Отправлять онлайн можно, учитывая ваше понимание той разницы, о которой мы говорили в начале, между письмом, написанным от руки, как нечто осязаемое, и электронным сообщением.
Главное, это не то, как мы это делаем, а чтобы человек начал отделять себя от своего рпп. И во многом это проблема языка. Мы замечаем, что они используют, какие выражения. Часто можно услышать, как они сами объясняют этот опыт.
Я – анорексик, это анорексия. Тогда мы вместо того, чтобы сказать «я морю себя
голодом», вместо того, чтобы это послание нести, я говорю это по другому: когда приходит анорексия, тогда появляется голод, тогда есть ощущение голода.
Чтобы человек смогл разделять – это я, это моё селф – а это что-то преходящее. Важно отделить себя от расстройства. Потому что весь опыт защитного поведения, включая рпп, и это позиция нарративноего подхода, - это адаптивная функция. Это адаптивный ответ и достаточно логичный ответ на безумную ситуацию и безумный мир, в котором они живут.

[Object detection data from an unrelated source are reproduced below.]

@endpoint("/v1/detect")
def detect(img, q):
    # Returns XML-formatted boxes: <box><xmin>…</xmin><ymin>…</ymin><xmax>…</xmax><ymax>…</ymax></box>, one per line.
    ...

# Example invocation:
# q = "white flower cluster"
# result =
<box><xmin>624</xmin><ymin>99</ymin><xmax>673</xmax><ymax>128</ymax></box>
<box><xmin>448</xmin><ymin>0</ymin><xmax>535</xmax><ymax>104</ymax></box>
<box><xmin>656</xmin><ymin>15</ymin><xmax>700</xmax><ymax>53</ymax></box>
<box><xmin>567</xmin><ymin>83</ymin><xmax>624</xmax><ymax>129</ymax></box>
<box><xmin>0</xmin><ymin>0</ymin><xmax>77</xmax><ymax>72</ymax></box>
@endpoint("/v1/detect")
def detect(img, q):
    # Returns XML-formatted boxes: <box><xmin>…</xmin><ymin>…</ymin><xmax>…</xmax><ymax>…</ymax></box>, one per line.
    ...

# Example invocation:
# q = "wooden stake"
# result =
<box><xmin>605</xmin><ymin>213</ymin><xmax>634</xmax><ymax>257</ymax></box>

Николь говорит о том, что она предпочитает стиль приглашения вместо инструкций, вместо инструкций и установления каких-то рамок взаимоотношений. Я могу сказать, что раньше мы это делали с другими клиентами. Может быть, давайте посмотрим, насколько это будет полезно вам. Может быть, давайте проведём такой эксперимент. Мы можем записать, подытожить то, что было на сессии. Хотите попробовать со мной, и я могу попробовать послать это вам в конце сессии. Хотите ли вы попробовать? Если клиент действительно чувствует себя не уверенным, или он не знает, хочет он это пробовать или нет, я могу сказать: ну хорошо, давайте это оставим, и вернёмся к этому на следующей неделе. Отправная точка – это клиент. Смотрите на его реакцию, как ему легче было бы начать.

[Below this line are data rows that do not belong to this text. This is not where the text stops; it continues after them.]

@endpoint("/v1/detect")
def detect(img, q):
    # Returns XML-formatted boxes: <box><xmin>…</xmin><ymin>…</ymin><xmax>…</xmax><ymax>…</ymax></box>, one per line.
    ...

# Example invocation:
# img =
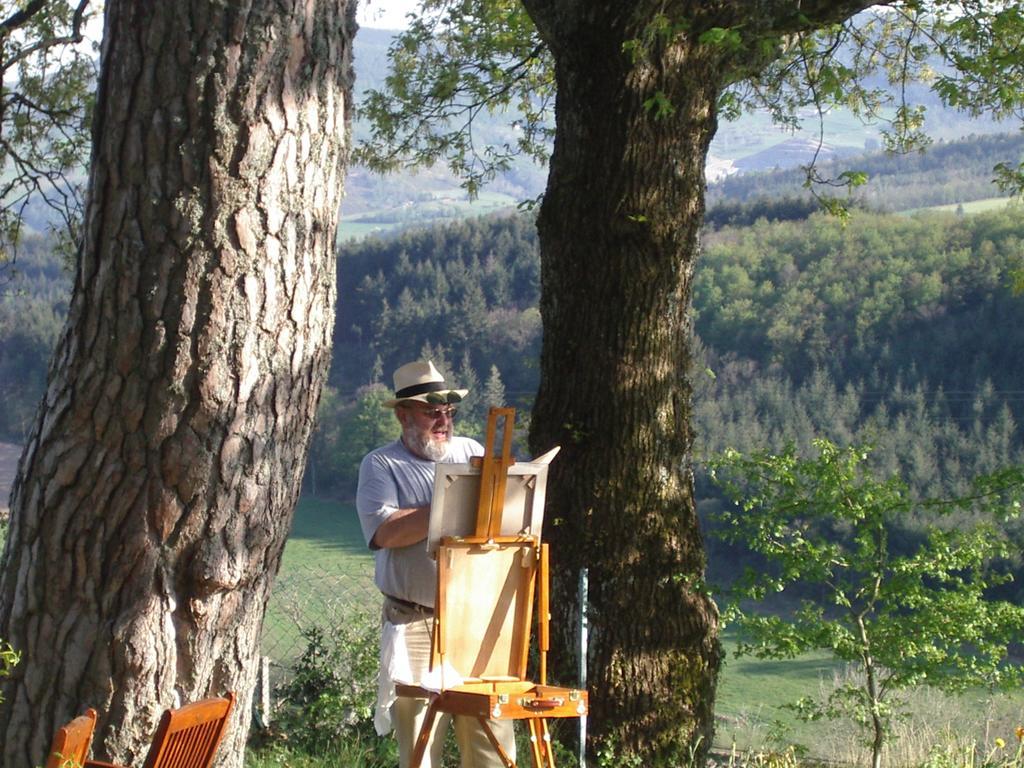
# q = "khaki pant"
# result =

Если мы работаем с клиентом, у которого есть уже клинический собственный опыт, они в каком-то смысле уже эксперты по своей болезни. Они прочли тонны бумаг о своём диагнозе. И они могут сказать, что там не правильно написали мою фамилию или имя. Там меня не правильно поняли или не так сказали обо мне. И действительно, эта ситуация угнетает. Поэтому если он получает письмо, полное сострадания, это может помочь в исцелении, и об этом говорит опыт работы с моими клиентами.
Записанное слово имеет очень большую силу.
В следующий раз мы поговорим о рассказах, об историях, и о возможностях использования поэзии.